"Kami sudah empat tahun begini. Kami berharap, pemerintah daerah dan presiden, membantu kami secepatnya, agar pindah dari sini.
Boleh membangun perkampungan atau boleh juga mencarikan rumah untuk kami. Kami khawatir, kalau di sini terus, pertumbuhan anak-anak terganggu. Bagaimana tidak? Mereka sudah mulai besar-besar," kata Rasmita.
Sebanyak 104 keluarga ditampung di tempat itu.
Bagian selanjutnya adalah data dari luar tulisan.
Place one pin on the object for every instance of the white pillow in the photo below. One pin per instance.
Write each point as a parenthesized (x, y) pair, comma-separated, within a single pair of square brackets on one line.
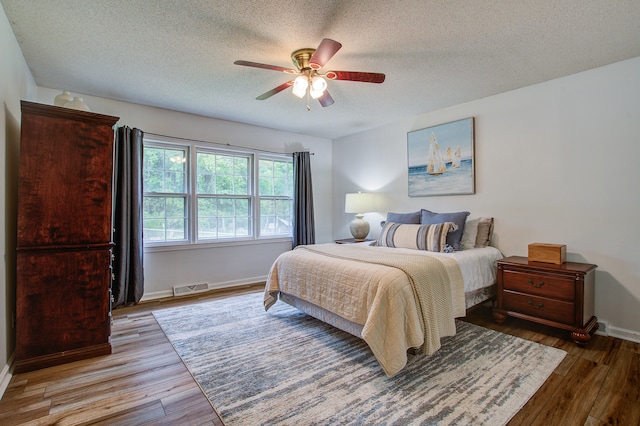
[(469, 233)]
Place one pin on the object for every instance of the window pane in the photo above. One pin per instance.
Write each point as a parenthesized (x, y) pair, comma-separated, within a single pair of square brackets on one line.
[(226, 227), (275, 186), (207, 207), (207, 227), (164, 170), (175, 229), (164, 218), (242, 227)]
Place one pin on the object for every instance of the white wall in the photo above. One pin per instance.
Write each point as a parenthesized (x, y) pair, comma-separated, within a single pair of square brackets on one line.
[(229, 264), (16, 82), (556, 162)]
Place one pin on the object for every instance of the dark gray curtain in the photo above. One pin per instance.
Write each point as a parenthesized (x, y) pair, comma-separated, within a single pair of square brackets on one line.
[(303, 222), (128, 286)]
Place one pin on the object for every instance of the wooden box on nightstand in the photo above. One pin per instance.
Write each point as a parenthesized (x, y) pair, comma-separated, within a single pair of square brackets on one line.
[(556, 295)]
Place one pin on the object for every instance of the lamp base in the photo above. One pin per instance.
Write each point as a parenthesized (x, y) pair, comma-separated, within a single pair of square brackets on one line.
[(359, 228)]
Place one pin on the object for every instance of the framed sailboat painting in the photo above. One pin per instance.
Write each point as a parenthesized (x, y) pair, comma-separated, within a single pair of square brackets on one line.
[(441, 159)]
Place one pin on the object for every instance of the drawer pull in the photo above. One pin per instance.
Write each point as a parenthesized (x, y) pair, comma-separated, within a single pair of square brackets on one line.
[(534, 306), (539, 285)]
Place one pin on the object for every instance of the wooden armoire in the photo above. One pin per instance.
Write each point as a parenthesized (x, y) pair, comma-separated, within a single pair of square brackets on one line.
[(64, 238)]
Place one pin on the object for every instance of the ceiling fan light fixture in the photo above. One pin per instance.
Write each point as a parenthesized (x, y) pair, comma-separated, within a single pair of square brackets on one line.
[(300, 85)]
Mereka semua berasal dari Desa Sigaranggarang, Kecamatan Namantran, yang posisinya terletak di bawah lereng Gunung Sinabung, lokasi terdampak langsung letusan yang berlangsung tahun 2013.
Rasmita mengaku, ia masuk pengungsian saat putra sulungnya duduk di kelas dua SD.
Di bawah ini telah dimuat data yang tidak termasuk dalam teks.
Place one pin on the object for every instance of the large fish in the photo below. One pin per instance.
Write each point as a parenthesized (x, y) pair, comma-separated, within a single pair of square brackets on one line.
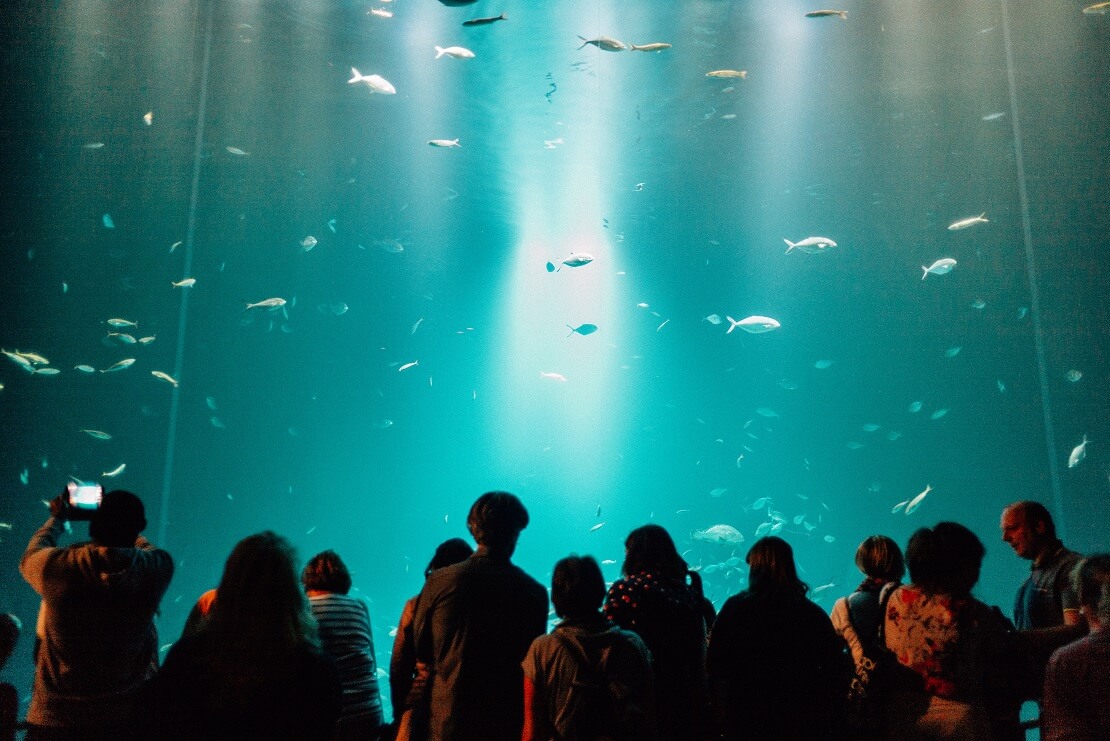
[(753, 324), (810, 245)]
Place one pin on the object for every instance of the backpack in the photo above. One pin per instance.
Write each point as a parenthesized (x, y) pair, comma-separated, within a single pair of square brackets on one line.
[(866, 692), (598, 708)]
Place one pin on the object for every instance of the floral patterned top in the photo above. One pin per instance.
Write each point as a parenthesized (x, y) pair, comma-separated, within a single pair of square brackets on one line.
[(950, 642)]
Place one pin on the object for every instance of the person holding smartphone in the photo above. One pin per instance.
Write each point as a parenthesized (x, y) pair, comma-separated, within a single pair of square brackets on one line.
[(98, 645)]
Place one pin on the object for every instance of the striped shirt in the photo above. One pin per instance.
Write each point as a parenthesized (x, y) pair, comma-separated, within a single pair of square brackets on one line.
[(345, 636)]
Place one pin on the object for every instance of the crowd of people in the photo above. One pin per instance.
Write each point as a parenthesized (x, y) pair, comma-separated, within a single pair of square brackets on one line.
[(276, 652)]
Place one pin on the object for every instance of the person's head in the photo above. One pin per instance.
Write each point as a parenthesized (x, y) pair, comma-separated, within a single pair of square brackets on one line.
[(577, 587), (259, 599), (9, 633), (454, 550), (945, 559), (496, 519), (326, 572), (1028, 528), (649, 549), (1091, 580), (119, 519), (772, 568), (880, 558)]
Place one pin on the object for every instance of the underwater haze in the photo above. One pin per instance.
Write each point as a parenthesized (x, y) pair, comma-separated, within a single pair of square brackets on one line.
[(528, 267)]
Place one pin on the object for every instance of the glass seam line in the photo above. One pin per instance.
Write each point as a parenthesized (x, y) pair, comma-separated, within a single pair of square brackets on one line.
[(183, 313), (1053, 466)]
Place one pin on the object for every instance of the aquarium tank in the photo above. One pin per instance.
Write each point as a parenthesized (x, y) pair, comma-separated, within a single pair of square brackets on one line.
[(336, 267)]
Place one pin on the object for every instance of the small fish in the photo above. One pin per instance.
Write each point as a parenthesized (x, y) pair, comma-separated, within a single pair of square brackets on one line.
[(971, 221), (753, 324), (810, 245), (269, 303), (604, 42), (375, 82), (940, 267), (457, 52), (164, 376), (916, 501), (485, 21), (125, 363), (583, 330), (743, 74), (115, 471), (1078, 454), (718, 534)]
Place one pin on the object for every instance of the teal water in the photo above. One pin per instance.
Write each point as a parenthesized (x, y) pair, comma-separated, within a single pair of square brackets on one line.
[(877, 132)]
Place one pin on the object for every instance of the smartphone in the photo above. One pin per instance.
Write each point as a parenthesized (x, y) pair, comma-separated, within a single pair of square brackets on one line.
[(84, 498)]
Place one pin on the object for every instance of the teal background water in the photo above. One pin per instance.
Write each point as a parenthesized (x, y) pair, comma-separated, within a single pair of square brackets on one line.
[(869, 131)]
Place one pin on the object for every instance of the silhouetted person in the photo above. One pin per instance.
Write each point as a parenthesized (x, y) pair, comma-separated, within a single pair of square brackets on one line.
[(654, 600), (407, 677), (1046, 610), (1077, 683), (954, 652), (587, 679), (99, 646), (346, 637), (473, 625), (776, 666), (253, 669), (857, 619)]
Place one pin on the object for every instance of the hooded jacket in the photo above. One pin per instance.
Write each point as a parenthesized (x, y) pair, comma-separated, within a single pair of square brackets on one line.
[(98, 641)]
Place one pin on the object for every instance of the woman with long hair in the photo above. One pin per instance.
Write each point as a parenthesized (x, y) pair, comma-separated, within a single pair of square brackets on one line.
[(655, 601), (775, 663), (254, 668)]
Sampai kini jelang anaknya kenaikan kelas lima SD, ia masih tinggal di tempat serupa.
Di sanalah, warga mendapatkan jatah hidup berupa pasokan makanan tiga kali sehari, yang disajikan untuk makan pagi, siang, dan sore.
"Bagaimana menu makanan, enak?" tanya Tribun.
"Buat kami bukan enak atau tidak enak, yang penting bisa makan. Syukur alhamdulillah, kalau soal enak, bagaimana bapak bisa tengok nasi kami, begitulah yang kami makan saban hari, kebanyakan mi instan," katanya.
Pengharapan senada disampaikan Alfarida.
Warga yang kampungnya membutuhkan waktu tempuh kurang lebih satu jam menggunakan kendaraan ke lokasi pengungsian, merasakan kesulitan membiayai pendidikan anak.
Semula, ia hidup lumayan mencukupi dari hasil bertani di lereng Sinabung.
Tapi kini, ia lebih banyak bekerja serabut, antara lain buruh tani.
"Permintaan saya, kalau bisa, kami segera dapat hunian tetap. Kemudian, anak-anak sekolah ini, bisa terus dibantu Bapak Presiden Jokowi, biaya sekolahnya," katanya.
Rasmita maupun Alfarida sama-sama mengaku tidak nyaman tinggal di pengungsian.